Un fiume in piena, ma nell’ombra. L’intervista rilasciata da un ex calciatore rimasto anonimo ai microfoni de Il Giorno apre uno squarcio inquietante sul sistema delle scommesse clandestine e della ludopatia nel mondo del calcio. Un racconto che parte da esperienze personali e si allarga a quello che viene descritto come un sistema marcio, fatto di silenzi, complicità e abitudini radicate.
«Il calcioscommesse? Le partite aggiustate? La ludopatia? Non c’è da stupirsi – esordisce l’ex tesserato – è da sempre che in campo funziona così, e i primi colpevoli sono certi personaggi ai vertici del sistema. Presidenti compresi… Poi c’è l’irresponsabilità e la leggerezza dei giocatori. Io per primo. Mi spiace però che ragazzi giovani e nel giro della Nazionale ci siano finiti dentro».
Il quadro che emerge è preoccupante. Secondo la fonte, fino a pochi anni fa, l’80% di calciatori e dirigenti scommetteva, spesso tramite prestanome. «Ho visto cose assurde – racconta – durante serate di poker bastava un clic per puntare diecimila euro. Un ex calciatore molto noto giocava con noi, scommetteva compulsivamente. Una volta puntò sul 3-3… e quella partita finì davvero 3-3».
Il racconto si sposta poi su un piano ancora più ampio, con riferimenti a inchieste passate e contesti internazionali. «Negli anni sono emerse decine di partite truccate in Europa. In paesi poveri come Romania, Grecia o Bulgaria è più facile corrompere giocatori e arbitri, che magari guadagnano mille o duemila euro al mese. Ma anche in campionati importanti come quello tedesco o inglese succedeva. Ricordo che una squadra di Premier, molto blasonata, perse malamente in casa contro una piccola: si diceva che servissero soldi e che la società avesse “sistemato” il risultato».
L’aneddoto più eclatante, però, è legato a un presidente di club italiano. «Pochi anni fa – rivela l’ex calciatore – un presidente si comprò dieci partite per salvarsi: le pagò 200mila euro ciascuna, spese due milioni in tutto. Ma scommetteva anche, e si mise in tasca qualcosa come tre o quattro milioni. Nessuno fece nulla, anche se molti sapevano».

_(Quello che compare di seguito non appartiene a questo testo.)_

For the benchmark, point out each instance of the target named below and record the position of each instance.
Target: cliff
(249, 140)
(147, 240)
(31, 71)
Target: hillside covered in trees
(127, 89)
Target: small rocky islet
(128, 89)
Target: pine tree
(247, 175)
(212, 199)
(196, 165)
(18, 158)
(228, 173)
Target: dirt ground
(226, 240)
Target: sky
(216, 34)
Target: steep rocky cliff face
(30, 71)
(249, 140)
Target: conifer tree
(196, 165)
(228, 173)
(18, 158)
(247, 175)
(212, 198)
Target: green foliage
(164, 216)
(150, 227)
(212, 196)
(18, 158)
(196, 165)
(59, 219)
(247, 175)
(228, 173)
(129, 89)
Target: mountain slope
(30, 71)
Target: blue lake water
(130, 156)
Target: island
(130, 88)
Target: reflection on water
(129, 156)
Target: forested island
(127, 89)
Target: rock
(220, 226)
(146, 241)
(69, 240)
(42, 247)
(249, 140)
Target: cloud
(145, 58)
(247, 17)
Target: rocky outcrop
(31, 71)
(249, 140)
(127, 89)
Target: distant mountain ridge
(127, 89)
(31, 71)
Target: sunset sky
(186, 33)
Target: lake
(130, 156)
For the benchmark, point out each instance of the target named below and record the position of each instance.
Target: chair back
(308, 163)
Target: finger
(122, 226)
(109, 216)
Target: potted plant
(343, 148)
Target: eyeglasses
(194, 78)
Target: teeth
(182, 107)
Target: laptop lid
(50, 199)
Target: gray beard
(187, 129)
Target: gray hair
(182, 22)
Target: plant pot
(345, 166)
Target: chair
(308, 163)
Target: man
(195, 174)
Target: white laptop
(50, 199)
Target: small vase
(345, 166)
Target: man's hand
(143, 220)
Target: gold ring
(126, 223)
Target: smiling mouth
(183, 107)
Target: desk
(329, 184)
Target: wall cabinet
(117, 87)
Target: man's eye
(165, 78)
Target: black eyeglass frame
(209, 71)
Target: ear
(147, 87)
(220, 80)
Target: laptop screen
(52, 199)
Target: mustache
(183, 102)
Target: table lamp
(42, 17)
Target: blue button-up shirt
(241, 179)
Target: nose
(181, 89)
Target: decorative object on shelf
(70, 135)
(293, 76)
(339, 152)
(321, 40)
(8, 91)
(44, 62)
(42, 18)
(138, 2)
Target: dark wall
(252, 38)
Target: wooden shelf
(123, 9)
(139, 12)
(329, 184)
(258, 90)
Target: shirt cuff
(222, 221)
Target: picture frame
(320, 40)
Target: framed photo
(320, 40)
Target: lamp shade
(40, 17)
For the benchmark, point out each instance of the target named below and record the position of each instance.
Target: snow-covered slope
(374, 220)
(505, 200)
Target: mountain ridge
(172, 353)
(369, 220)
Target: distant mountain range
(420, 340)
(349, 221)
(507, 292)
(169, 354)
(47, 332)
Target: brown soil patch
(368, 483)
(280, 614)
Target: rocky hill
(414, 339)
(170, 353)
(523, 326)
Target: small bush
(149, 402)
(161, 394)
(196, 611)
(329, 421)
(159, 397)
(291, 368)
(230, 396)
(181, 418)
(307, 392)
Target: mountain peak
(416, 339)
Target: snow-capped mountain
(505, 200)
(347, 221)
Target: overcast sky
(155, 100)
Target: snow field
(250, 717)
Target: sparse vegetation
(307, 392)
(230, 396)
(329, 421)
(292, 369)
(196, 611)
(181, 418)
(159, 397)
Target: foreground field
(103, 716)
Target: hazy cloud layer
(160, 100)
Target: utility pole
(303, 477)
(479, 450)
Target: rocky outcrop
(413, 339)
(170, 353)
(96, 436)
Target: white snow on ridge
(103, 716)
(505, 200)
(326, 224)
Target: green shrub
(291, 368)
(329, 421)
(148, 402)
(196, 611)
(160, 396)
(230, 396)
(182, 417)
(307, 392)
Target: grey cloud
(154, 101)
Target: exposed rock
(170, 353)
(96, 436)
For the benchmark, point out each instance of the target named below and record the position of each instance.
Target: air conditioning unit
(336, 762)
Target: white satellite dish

Il focus poi si sposta sulla Serie C, definita «allo sbando»: «Ci sono presidenti che non pagano stipendi da cinque o sei mesi. E quando un calciatore guadagna 3-4 mila euro al mese, dove li trova i soldi per vivere e pagare l’affitto? Finisce per “aggiustare” le partite. Lo fanno in tanti. I presidenti si lavano le mani e negli spogliatoi dicono: fate come volete».